Sir, - There has been a lot of focus on education in the media recently. However, none of it has focused on the plight of the teaching principal in national schools. Consider his/her situation.
He/she has a huge and bewildering array of tasks and responsibilities:
1. To lead a class, or more likely multiple classes.
2. To organise and supervise the workload of other teachers.
3. To organise and supervise the workload of FAS workers or other ancilliary staff.
4. To liaise and meet with parents.
5. To organise and decide what to do with disruptive pupils.
6. To organise and do a share of yard duty which, in a small school, comes up quite frequently.
7. To meet with every visitor to the school from the photographer to the inspector.
8. To attend meetings of the parent/teacher association and to carry out many of its decisions.
9. To attend meetings of the school board of management and to carry out many of its decisions.
10. To keep the school roll books in order.
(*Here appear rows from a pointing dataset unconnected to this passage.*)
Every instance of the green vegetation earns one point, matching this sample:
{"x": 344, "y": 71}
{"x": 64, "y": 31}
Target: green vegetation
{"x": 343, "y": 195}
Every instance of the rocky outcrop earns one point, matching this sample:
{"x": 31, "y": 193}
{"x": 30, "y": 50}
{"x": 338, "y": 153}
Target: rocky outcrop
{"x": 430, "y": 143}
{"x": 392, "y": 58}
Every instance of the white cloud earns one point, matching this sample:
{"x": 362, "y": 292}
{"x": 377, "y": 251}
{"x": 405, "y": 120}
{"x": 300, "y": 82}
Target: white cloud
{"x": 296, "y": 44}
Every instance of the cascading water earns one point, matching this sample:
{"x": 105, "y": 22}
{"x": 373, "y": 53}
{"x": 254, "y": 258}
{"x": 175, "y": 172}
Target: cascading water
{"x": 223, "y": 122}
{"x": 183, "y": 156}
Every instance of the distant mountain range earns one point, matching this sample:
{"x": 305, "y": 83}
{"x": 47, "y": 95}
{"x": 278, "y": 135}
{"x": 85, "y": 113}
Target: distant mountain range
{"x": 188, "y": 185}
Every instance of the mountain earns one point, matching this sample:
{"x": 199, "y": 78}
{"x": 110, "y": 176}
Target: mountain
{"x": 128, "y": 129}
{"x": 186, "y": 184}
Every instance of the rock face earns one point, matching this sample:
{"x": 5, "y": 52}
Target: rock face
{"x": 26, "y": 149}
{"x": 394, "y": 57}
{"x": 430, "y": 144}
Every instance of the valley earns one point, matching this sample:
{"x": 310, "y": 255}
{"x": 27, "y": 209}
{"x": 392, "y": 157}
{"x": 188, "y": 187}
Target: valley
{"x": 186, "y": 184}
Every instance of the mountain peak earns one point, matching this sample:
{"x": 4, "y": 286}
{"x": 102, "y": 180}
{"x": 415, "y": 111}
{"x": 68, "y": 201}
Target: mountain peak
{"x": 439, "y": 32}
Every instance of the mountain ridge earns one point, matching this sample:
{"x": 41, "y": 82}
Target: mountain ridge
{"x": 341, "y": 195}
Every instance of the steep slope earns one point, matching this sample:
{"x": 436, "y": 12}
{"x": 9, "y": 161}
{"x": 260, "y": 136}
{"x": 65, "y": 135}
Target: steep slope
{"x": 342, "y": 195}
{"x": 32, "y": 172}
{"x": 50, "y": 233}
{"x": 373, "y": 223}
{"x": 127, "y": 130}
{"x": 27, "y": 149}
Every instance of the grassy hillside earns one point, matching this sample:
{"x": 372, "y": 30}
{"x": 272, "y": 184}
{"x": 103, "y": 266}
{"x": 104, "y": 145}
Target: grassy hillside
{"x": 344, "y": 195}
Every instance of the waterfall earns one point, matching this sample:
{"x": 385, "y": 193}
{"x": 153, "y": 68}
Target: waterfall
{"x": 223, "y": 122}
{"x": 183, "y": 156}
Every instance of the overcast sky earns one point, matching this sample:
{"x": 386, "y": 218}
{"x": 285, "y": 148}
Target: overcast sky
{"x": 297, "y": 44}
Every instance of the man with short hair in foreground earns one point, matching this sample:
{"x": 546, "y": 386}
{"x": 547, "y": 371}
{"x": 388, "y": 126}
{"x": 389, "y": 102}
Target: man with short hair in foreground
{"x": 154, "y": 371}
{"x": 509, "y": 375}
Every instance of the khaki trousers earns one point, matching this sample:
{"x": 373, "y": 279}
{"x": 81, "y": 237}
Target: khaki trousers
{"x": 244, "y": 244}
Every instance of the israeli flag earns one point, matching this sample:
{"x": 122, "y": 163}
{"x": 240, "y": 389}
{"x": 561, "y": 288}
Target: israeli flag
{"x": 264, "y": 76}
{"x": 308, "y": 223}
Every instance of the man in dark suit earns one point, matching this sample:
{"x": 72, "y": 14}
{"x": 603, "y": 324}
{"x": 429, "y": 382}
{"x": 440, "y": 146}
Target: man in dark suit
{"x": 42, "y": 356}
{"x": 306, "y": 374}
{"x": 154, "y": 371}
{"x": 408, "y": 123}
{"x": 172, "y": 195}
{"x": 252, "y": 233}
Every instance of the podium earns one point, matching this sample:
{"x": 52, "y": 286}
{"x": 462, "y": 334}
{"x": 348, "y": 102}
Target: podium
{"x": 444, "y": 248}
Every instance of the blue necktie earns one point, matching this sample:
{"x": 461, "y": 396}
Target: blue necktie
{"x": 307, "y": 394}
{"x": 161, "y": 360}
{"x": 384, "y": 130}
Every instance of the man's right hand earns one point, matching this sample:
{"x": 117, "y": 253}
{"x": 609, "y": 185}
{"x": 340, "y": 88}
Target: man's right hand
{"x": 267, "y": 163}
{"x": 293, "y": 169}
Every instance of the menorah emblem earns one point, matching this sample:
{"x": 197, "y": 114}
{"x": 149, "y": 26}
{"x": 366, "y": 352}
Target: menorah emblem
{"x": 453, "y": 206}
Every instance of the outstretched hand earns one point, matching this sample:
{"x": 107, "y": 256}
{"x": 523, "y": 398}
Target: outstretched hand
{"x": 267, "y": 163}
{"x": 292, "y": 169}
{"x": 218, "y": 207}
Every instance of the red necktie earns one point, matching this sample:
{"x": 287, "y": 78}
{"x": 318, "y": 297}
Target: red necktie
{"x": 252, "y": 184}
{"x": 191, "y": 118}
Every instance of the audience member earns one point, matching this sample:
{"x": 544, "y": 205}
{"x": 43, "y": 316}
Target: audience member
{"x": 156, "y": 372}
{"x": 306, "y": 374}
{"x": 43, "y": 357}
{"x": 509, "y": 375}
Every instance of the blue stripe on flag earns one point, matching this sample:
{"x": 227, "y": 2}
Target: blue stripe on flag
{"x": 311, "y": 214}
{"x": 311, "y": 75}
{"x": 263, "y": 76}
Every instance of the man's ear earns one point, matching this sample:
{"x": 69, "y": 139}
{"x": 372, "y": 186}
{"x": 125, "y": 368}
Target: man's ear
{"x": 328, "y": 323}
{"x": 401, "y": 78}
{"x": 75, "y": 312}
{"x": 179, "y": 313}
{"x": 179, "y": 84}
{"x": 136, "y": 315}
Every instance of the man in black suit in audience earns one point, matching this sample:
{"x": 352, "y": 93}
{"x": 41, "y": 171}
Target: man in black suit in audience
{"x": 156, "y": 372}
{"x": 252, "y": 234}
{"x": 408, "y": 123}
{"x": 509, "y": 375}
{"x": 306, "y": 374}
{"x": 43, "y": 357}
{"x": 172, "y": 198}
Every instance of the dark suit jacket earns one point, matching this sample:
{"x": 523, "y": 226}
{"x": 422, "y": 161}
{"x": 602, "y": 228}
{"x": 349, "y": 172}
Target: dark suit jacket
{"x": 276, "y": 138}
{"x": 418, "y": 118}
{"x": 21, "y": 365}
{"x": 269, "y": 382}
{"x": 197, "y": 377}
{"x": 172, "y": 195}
11. To open the post each day and to attend to it.
12. To attend to any emergency (eg the alarm going off) outside normal school hours.
13. To oversee extra-curricular activities such as football, swimming or music.
14. To oversee minor building work, maintenance of the school boiler etc.
15. To see that the school cleaner is doing a good job.
16. To develop a school plan.
17. To see that the new curriculum is being introduced and implemented.
18. To see that the Relationships and Sexuality Programme is being introduced and written up.
19. To source finance for computers and to introduce them to the school.
20. To see that the school is adequately supplied with Art and PE equipment, etc.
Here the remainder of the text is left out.